The Surrealists and a handful of other artists she didn’t recognize had taken over two tables in the back. Margie didn’t even have time to sit, because René saw her arrive and rose, bent to kiss her hand, and whisked her onto the dance floor without offering a formal invitation or waiting for her reply.

Men were so rare these days: Margie had read a newspaper story asserting that after the war, young women in Europe had only a one-in-ten chance of getting married, which she thought was probably exaggerated but nonetheless dreadfully sad, especially those who had offered their bodies as comfort for soldiers on leave and, when the soldier had been killed in action, been left with a squalling, hungry memory they would raise alone. But the Surrealists were all men, the core of artists Sebastien knew, and Margie, who had so often been sequestered among women, felt gloriously feminine and desired. She had never been much of a dancer, and had never even tried to shimmy or do the Toddle before, but the floor was so tightly packed it didn’t matter. She slid along on her toes, René gripping her hands, bumping into everyone else on the floor who was bumping right back, and when she was sweaty and breathless, they ran over to the tables and Georges poured her a glass of champagne, and then one of the other artists took her hand and swept her onto the floor for a slow dance, until the band exploded again and the floor erupted as though it were shaking, and they did the entire thing all over again.
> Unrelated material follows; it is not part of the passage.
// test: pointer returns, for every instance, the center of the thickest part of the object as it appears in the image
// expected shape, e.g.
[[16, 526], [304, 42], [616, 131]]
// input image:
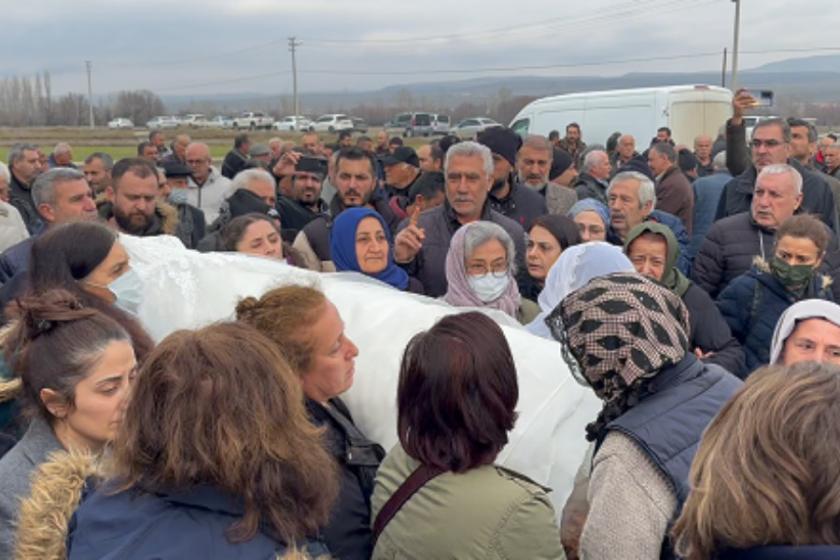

Margie, who would have sworn her idea of a good time was staying at home with a book, far from exactly this sort of noise and crowd, was exhilarated. They danced for hours until she felt dizzy from the excitement and the champagne and the lack of sleep. People came and went along the table, and she ran into Dorothy dancing in the center of the dance floor and the two of them Charlestoned for a moment until their partners pulled them back and Dorothy gave Margie a huge wink over her man’s shoulder and Margie, to her own surprise, winked right back. Just think, on the ship on the way over, she had been too shy, too scared, to go into the ball, and here she was, dancing as though it came naturally.